The MS‐HRM technique was performed with the primers designed for the study (PWS_F/PWS_R). The amplicons were differentiated by the temperature required for dissociation of the DNA double‐strand (78°C for paternal and 83° for maternal alleles), identifying 21 (49%) patients from the 43 studied with normal methylation profile due to the presence of two peaks related to the maternal and paternal alleles. In the remaining patients, MS‐HRM detected 22 (51%) patients with alterations in the region of chromosome 15, 19 (44%) with the absence of the paternal dissociation peak characterizing PWS, and 3 (7%) with the absence of the maternal dissociation peak, confirming the diagnosis of AS (Figure 2).

Figure 2

Methylation Pattern of three individuals analyzed by MS‐HRM with a unique pair of primers.
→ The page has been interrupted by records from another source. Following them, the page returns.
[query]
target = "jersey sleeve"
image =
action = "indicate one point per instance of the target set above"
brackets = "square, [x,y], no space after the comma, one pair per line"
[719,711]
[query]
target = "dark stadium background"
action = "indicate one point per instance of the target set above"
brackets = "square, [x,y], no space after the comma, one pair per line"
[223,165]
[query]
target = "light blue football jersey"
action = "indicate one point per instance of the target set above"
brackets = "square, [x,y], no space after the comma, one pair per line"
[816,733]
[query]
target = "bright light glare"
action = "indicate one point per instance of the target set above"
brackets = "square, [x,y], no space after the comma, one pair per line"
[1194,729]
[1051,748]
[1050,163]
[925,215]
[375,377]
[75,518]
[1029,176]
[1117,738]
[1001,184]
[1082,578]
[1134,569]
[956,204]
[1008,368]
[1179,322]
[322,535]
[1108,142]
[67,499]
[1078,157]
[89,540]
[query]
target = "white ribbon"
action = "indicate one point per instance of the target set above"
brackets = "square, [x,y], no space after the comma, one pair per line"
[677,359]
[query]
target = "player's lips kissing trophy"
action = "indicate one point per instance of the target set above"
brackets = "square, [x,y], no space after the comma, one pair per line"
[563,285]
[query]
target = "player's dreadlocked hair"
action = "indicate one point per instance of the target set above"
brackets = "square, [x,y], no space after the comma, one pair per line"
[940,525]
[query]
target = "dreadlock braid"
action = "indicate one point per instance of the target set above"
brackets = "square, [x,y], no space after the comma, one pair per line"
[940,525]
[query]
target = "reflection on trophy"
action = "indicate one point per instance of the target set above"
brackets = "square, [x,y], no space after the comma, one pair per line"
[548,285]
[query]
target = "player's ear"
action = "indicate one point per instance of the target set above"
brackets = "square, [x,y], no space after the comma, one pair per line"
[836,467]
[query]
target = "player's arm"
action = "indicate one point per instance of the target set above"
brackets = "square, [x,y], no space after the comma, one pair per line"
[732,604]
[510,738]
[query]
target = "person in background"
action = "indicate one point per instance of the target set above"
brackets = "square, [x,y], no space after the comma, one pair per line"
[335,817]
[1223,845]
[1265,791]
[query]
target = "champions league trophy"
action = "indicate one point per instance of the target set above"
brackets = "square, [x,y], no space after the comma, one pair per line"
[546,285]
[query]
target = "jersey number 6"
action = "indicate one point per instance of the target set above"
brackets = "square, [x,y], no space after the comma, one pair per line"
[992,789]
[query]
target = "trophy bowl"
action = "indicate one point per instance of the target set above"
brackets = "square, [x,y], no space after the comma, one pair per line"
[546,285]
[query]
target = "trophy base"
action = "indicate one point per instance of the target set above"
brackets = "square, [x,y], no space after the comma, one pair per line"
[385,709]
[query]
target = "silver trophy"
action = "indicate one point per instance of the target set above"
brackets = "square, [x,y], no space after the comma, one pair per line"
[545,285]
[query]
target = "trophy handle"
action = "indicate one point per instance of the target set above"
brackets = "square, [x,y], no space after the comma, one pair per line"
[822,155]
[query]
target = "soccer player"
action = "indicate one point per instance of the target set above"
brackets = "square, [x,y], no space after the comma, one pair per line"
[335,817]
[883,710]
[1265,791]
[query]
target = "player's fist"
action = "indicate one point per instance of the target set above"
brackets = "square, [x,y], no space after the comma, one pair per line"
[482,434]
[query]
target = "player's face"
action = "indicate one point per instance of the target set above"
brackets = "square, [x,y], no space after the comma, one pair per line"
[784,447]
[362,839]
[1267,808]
Amplifications plot related to Normal (A1), PWS (A2), and AS (A3). Derivative Graphs show the melting peak to each allele. The normal patient in derivative graphs (B1) present two peaks corresponding to the paternal unmethylated and maternal methylated alleles. Normalized Graph displays the initial fluorescence issued when all products are double‐stranded and the maximum amount of dye is bound. Normal patients present to fluorescence drops corresponding to paternal and maternal allele (C1). As the temperature increases, the PCR products dissociate and the dye is released decreasing the fluorescent signal. The temperature differences between paternal and maternal allele are due to the CpG bound chemistry. Methylated cytosines are nonreactive to bisulfite conversion while nonmethylated cytosines turn uracil. Regions rich in CpG need a higher temperature to dissociate. The temperature of melting detected for maternal methylated allele was 83.3°C and 78.8°C for the paternal nonmethylated allele. The absence of paternal allele confirms a PWS (B2 and C2) while the absence of maternal allele confirms AS (B3 and C3)

The Bisulfite Sanger sequencing method confirmed that the amplicons were in the SNURF‐SNRPN regions. Furthermore, the M‐Coffee software compared methylated and unmethylated allele presented in SNURF‐SNRPN region against wild‐type DNA without bisulfite treatment (Supporting Information Figure S1) indicating all methylated cytosines position in SNURF‐SNRPN region. The karyotype analysis was performed in 30 (70%) of the 43 suspected patients, identifying two (7%) patients with deletions bigger than 6 Mb of DNA in the chromosome 15 at the region associated with Prader‐Willi syndrome. The GTG technique also identified 28 (93%) individuals from the study with no deletions in the same region analyzed.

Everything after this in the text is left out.